Однако, невзирая на явные преимущества, эта система имеет существенный недостаток: она требует времени и терпения. До тех пор пока нигилисты не перешли от слов к делу и ограничивали свою деятельность мирной пропагандой, не было необходимости торопиться. Агитации не боялись. Подозрительных пропагандистов то и дело ловили и после заключения их в тюрьму спокойно выжидали в надежде, обычно тщетной, что их разоблачения дадут возможность составить какой-нибудь чудовищный обвинительный акт по делу о подготовке заговора.
Но когда революционеры, страшно тяготившиеся своим лишь пассивным сопротивлением, взялись за оружие и стали отвечать ударом на удар, власти уже не могли больше мешкать. Чтобы принять самые решительные меры предосторожности против беспощадных актов мщения, которые нигилисты - как власти имели все основания предполагать - готовили вне стен тюрьмы, полиция считала настоятельно необходимым добиваться от арестованных самых полных сведений и в наикратчайший срок. В этих условиях уже не подходила прежняя черепашья система - пусть узники гибнут, пока один или другой не будет готов давать показания. Достигнуть быстрых результатов можно было лишь путем усиления истязаний заключенных. Ничто не останавливало полицию от выполнения этой задачи. Суровый режим предварительного заключения стал еще строже. С присущей им жестокостью тюремщики прежде всего задели самое больное место узников. Их изоляция стала совершенной и абсолютной, никаких поблажек больше не давали, и теперь это воистину стало одиночеством могилы.

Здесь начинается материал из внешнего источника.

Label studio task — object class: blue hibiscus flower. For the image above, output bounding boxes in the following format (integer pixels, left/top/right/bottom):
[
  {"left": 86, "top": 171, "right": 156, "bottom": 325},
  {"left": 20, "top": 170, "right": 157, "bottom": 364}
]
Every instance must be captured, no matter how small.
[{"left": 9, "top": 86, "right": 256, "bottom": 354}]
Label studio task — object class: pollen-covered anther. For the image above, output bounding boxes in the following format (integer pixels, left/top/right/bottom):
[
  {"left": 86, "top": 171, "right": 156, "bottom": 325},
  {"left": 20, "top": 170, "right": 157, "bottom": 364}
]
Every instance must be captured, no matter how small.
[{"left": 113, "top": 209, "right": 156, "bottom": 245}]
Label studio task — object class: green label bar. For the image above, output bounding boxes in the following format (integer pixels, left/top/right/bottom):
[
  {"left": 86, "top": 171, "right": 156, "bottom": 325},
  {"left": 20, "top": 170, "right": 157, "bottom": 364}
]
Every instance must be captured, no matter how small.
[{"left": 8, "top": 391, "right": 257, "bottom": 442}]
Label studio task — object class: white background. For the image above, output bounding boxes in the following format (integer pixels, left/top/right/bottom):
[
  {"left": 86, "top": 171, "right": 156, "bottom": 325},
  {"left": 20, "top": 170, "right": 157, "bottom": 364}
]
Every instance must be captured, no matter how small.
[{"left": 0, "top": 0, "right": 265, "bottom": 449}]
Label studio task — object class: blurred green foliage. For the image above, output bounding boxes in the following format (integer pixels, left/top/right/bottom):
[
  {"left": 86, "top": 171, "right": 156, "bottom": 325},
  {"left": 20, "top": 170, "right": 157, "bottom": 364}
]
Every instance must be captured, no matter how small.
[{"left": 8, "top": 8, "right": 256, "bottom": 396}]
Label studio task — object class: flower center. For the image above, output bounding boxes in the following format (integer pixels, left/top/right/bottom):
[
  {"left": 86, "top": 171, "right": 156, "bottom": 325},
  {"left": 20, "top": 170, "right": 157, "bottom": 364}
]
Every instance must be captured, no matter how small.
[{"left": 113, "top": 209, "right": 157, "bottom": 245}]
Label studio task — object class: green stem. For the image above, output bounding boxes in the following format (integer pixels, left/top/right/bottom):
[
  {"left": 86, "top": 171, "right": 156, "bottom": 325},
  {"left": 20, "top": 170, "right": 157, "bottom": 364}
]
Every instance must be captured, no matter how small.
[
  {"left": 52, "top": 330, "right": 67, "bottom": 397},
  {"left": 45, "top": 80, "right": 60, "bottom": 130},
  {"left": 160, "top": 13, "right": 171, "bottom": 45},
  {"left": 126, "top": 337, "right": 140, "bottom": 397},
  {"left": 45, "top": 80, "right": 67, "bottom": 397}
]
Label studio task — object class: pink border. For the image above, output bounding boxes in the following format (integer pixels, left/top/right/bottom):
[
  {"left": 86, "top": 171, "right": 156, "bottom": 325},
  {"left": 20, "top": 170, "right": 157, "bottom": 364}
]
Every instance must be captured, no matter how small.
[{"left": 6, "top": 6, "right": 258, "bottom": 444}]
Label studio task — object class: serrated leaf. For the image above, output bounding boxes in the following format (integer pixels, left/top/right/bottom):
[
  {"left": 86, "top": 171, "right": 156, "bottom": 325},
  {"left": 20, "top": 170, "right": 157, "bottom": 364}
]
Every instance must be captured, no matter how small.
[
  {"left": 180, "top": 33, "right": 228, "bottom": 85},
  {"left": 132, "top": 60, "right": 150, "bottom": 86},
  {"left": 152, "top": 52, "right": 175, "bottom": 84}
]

Дом предварительного заключения с его сравнительно не столь зверской дисциплиной был предназначен только для менее скомпрометированных арестантов. Серьезных политических преступников отправляли в ту пресловутую зловещую крепость, где жандармы могли поступать со своими жертвами как угодно, беспрепятственно и скрытно от посторонних глаз. В городах, не обладавших, к счастью, подходящими темницами, наскоро соорудили временные арестантские камеры. Не допускалось никакого общения между заключенными, и в смежные камеры помещали обыкновенных уголовников, а иногда жандармов и шпиков, которые, зная язык стен, делали свое грязное дело провокаторов. Не пренебрегали никакими средствами, чтобы сломить волю упорствующих заключенных и превратить их жизнь в ад. Им не разрешалось ни переписываться, ни видеться с друзьями, их лишали перьев, бумаги и книг лишения, которые для активно мыслящего человека сами по себе жестокая пытка. Но зато при малейшем признаке малодушия на труса, дававшего показания, милости сыпались щедрой рукой.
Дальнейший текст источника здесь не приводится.